Leaders must overcome outdated mindsets that discourage or punish intelligence sharing, but to do this it is not enough to give orders or mark up a new budget. Change of this magnitude calls for expedited authority and processes to break through bureaucratic inertia and inaction. For that reason and others, an interagency arrangement needs to be set up, a process or arrangement that is directive, not built on consensus or lowest-common-denominator outcomes. Given the urgency and high priority of the issue, the Executive Office of the President is probably the only place where such an effort can be effectively sited. This should have been done already; as things stand, it should be one of the very first pieces of business of the transition team and then the new Administration starting in January 2017.
Our processes must be simple, straightforward, and applicable to as many international partners as possible. It won’t do us much good if the U.S. government manages to get over the bar but most of our allies and regional partners do not. America is already a leader in sharing and providing intelligence with our likeminded counter-terrorism partners. An effort on identification of returning terrorists would expand this effort. A diplomatic element to convince others to combine our efforts should play a role too.
An interagency effort, beyond the intelligence community, must of course include the Justice Department, as some of the impediments to effective new protocols are legal. Leaders must drive the effort to permit the sharing of personal information on a limited number of their citizens with other governments. There are legitimate privacy issues and human rights concerns about collecting and sharing intelligence on individuals who have not been charged or convicted of a crime. Innocent individuals may be detained by mistake.
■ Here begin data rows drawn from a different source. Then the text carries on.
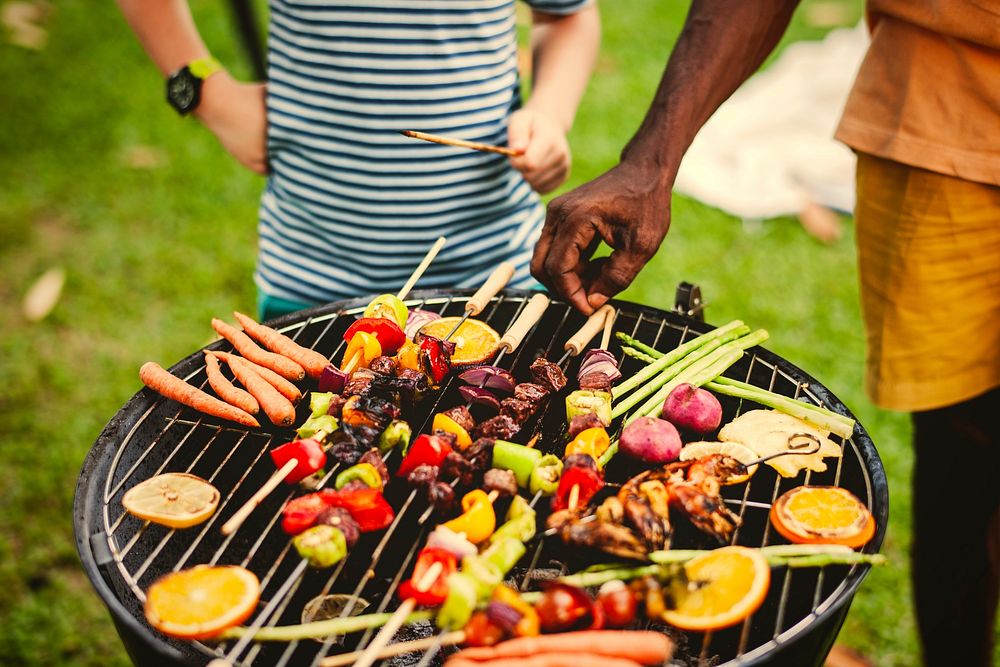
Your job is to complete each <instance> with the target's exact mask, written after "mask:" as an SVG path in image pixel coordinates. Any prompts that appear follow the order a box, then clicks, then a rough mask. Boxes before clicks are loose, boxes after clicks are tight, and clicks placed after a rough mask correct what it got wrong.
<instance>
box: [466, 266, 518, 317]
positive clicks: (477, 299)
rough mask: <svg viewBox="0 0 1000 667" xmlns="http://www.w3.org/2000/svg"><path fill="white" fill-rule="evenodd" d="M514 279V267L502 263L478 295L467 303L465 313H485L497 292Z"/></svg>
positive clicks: (489, 278)
mask: <svg viewBox="0 0 1000 667" xmlns="http://www.w3.org/2000/svg"><path fill="white" fill-rule="evenodd" d="M513 277H514V265H513V264H511V263H510V262H500V265H499V266H498V267H497V268H495V269H493V273H491V274H490V277H489V278H487V279H486V282H485V283H483V286H482V287H480V288H479V289H478V290H476V293H475V294H473V295H472V297H470V298H469V300H468V301H466V302H465V312H466V313H468V314H469V315H478V314H479V313H481V312H483V308H485V307H486V304H488V303H489V302H490V299H492V298H493V297H494V296H496V294H497V292H499V291H500V290H502V289H503V288H504V286H505V285H506V284H507V283H509V282H510V279H511V278H513Z"/></svg>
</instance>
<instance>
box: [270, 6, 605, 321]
mask: <svg viewBox="0 0 1000 667" xmlns="http://www.w3.org/2000/svg"><path fill="white" fill-rule="evenodd" d="M527 1H528V4H529V5H530V6H531V7H532V8H533V9H536V10H538V11H542V12H547V13H552V14H569V13H573V12H575V11H578V10H579V9H580V8H582V7H583V6H585V5H586V4H588V2H590V0H527ZM519 103H520V99H519V92H518V75H517V44H516V32H515V19H514V0H355V1H348V0H344V1H341V0H271V2H270V29H269V73H268V90H267V119H268V154H269V160H270V167H271V176H270V178H269V180H268V185H267V188H266V190H265V192H264V195H263V198H262V202H261V207H260V224H259V230H260V247H259V254H258V263H257V272H256V276H255V278H256V281H257V285H258V287H259V288H260V290H261V292H262V293H263V294H265V295H270V296H275V297H280V298H283V299H289V300H293V301H299V302H308V303H323V302H327V301H332V300H336V299H342V298H348V297H353V296H358V295H363V294H374V293H382V292H395V291H396V290H398V289H399V287H400V286H402V284H403V282H405V280H406V278H407V277H408V276H409V275H410V273H411V272H412V271H413V269H414V268H415V267H416V265H417V264H418V263H419V262H420V260H421V258H422V257H423V255H424V254H425V253H426V251H427V249H428V248H429V247H430V246H431V245H432V244H433V242H434V240H435V239H436V238H437V237H438V236H441V235H445V236H447V237H448V244H447V245H446V246H445V247H444V249H443V250H442V251H441V253H440V254H439V255H438V258H437V259H436V260H435V261H434V262H433V263H432V264H431V266H430V268H429V269H428V270H427V272H426V273H425V274H424V278H422V279H421V281H420V283H419V284H420V286H421V287H438V288H447V287H463V286H474V285H476V284H479V283H481V282H482V281H484V280H485V278H486V276H487V275H488V274H489V272H490V271H491V270H492V269H493V267H495V265H496V264H497V263H498V262H499V261H501V260H505V259H506V260H508V261H512V262H513V263H514V264H515V266H516V267H517V270H516V273H515V274H514V278H513V280H512V281H511V286H522V287H526V286H530V285H532V284H534V283H533V281H532V279H531V276H530V275H529V271H528V262H529V260H530V258H531V253H532V249H533V246H534V243H535V241H536V240H537V238H538V234H539V231H540V229H541V223H542V221H543V220H544V210H543V207H542V204H541V202H540V200H539V198H538V195H537V194H536V193H535V192H534V191H533V190H532V189H531V187H530V186H529V185H528V184H527V183H526V182H525V181H524V179H523V178H522V177H521V175H520V173H519V172H517V171H516V170H515V169H513V168H512V167H511V166H510V163H509V161H508V158H506V157H504V156H501V155H494V154H489V153H479V152H473V151H469V150H465V149H460V148H454V147H451V146H441V145H438V144H430V143H424V142H421V141H417V140H415V139H410V138H407V137H404V136H402V135H401V134H399V132H400V130H419V131H424V132H431V133H434V134H443V135H448V136H453V137H459V138H463V139H469V140H473V141H482V142H486V143H492V144H504V143H506V138H507V118H508V116H509V115H510V113H511V112H512V111H513V110H514V109H516V108H517V107H518V105H519Z"/></svg>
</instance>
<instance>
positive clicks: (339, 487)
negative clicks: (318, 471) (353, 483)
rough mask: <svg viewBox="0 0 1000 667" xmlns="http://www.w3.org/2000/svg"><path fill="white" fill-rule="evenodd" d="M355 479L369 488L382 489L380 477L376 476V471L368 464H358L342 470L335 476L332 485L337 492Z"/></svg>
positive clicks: (374, 466)
mask: <svg viewBox="0 0 1000 667" xmlns="http://www.w3.org/2000/svg"><path fill="white" fill-rule="evenodd" d="M356 479H357V480H361V481H362V482H364V483H365V486H367V487H369V488H372V489H381V488H382V476H381V475H379V474H378V470H376V469H375V466H373V465H372V464H370V463H359V464H357V465H354V466H351V467H350V468H348V469H347V470H342V471H341V472H340V474H338V475H337V479H336V480H335V481H334V482H333V485H334V486H335V487H337V489H338V490H339V489H342V488H344V487H345V486H347V485H348V484H350V483H351V482H353V481H354V480H356Z"/></svg>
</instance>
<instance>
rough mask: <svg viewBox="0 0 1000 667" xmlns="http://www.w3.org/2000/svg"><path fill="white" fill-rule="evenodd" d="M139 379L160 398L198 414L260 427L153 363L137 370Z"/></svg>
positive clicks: (160, 366) (235, 410) (143, 364)
mask: <svg viewBox="0 0 1000 667" xmlns="http://www.w3.org/2000/svg"><path fill="white" fill-rule="evenodd" d="M139 379H140V380H142V383H143V384H144V385H146V386H147V387H149V388H150V389H152V390H153V391H155V392H156V393H158V394H160V395H161V396H163V397H165V398H169V399H171V400H174V401H177V402H178V403H181V404H183V405H186V406H188V407H189V408H194V409H195V410H197V411H198V412H203V413H205V414H207V415H212V416H213V417H221V418H222V419H228V420H230V421H234V422H237V423H239V424H243V425H244V426H253V427H259V426H260V423H259V422H258V421H257V420H256V419H254V418H253V416H252V415H250V414H248V413H247V412H245V411H243V410H240V409H239V408H237V407H234V406H232V405H229V404H228V403H226V402H225V401H220V400H219V399H217V398H216V397H214V396H210V395H209V394H206V393H205V392H203V391H202V390H201V389H198V388H197V387H193V386H191V385H189V384H188V383H187V382H185V381H184V380H182V379H180V378H179V377H177V376H176V375H173V374H171V373H170V372H169V371H167V370H165V369H164V368H163V367H162V366H160V365H159V364H158V363H156V362H155V361H147V362H146V363H144V364H143V365H142V368H140V369H139Z"/></svg>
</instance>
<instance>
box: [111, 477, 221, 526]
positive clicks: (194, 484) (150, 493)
mask: <svg viewBox="0 0 1000 667" xmlns="http://www.w3.org/2000/svg"><path fill="white" fill-rule="evenodd" d="M218 504H219V490H218V489H216V488H215V487H214V486H212V485H211V484H209V483H208V482H206V481H205V480H203V479H202V478H201V477H197V476H195V475H189V474H188V473H184V472H168V473H165V474H163V475H157V476H156V477H151V478H149V479H147V480H146V481H145V482H140V483H139V484H136V485H135V486H133V487H132V488H131V489H129V490H128V491H127V492H126V493H125V496H124V497H123V498H122V505H124V506H125V509H126V510H127V511H128V512H129V513H130V514H133V515H135V516H137V517H139V518H140V519H145V520H147V521H152V522H153V523H158V524H160V525H163V526H168V527H170V528H187V527H189V526H194V525H197V524H199V523H201V522H202V521H205V520H206V519H208V517H210V516H212V514H213V513H214V512H215V508H216V507H217V506H218Z"/></svg>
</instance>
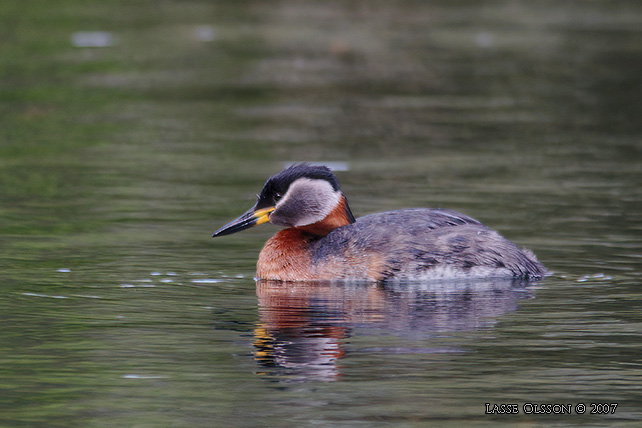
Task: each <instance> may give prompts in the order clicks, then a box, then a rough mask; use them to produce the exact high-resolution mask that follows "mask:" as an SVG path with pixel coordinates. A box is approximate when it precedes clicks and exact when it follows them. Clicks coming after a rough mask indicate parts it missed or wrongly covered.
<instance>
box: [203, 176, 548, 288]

There is always friction in counterterrorism operations between individual privacy and human rights concerns, on the one side, and the security and safety of millions of citizens, on the other. During this particular window of vulnerability, leaders must acknowledge these concerns but drive the effort to fuse intelligence and share it with partners anyway. One way to address valid privacy concerns could be to designate a temporary “state of heightened security measures,” with a specified temporary period of application explicitly indicated, during which international information sharing would supersede privacy concerns. Congress would need to approve; this sort of thing ought not be done by Executive Order alone, if possible.
There are risks in such an approach, but these need be weighed against the risks of the status quo. When the next terrorist attack conducted by a returned terrorist fighter or someone influenced by one occurs, the U.S. government and other governments must face their citizens and be able to say with honesty and conviction that “we did all we possibly could” to protect them. At this point, that would be a lie.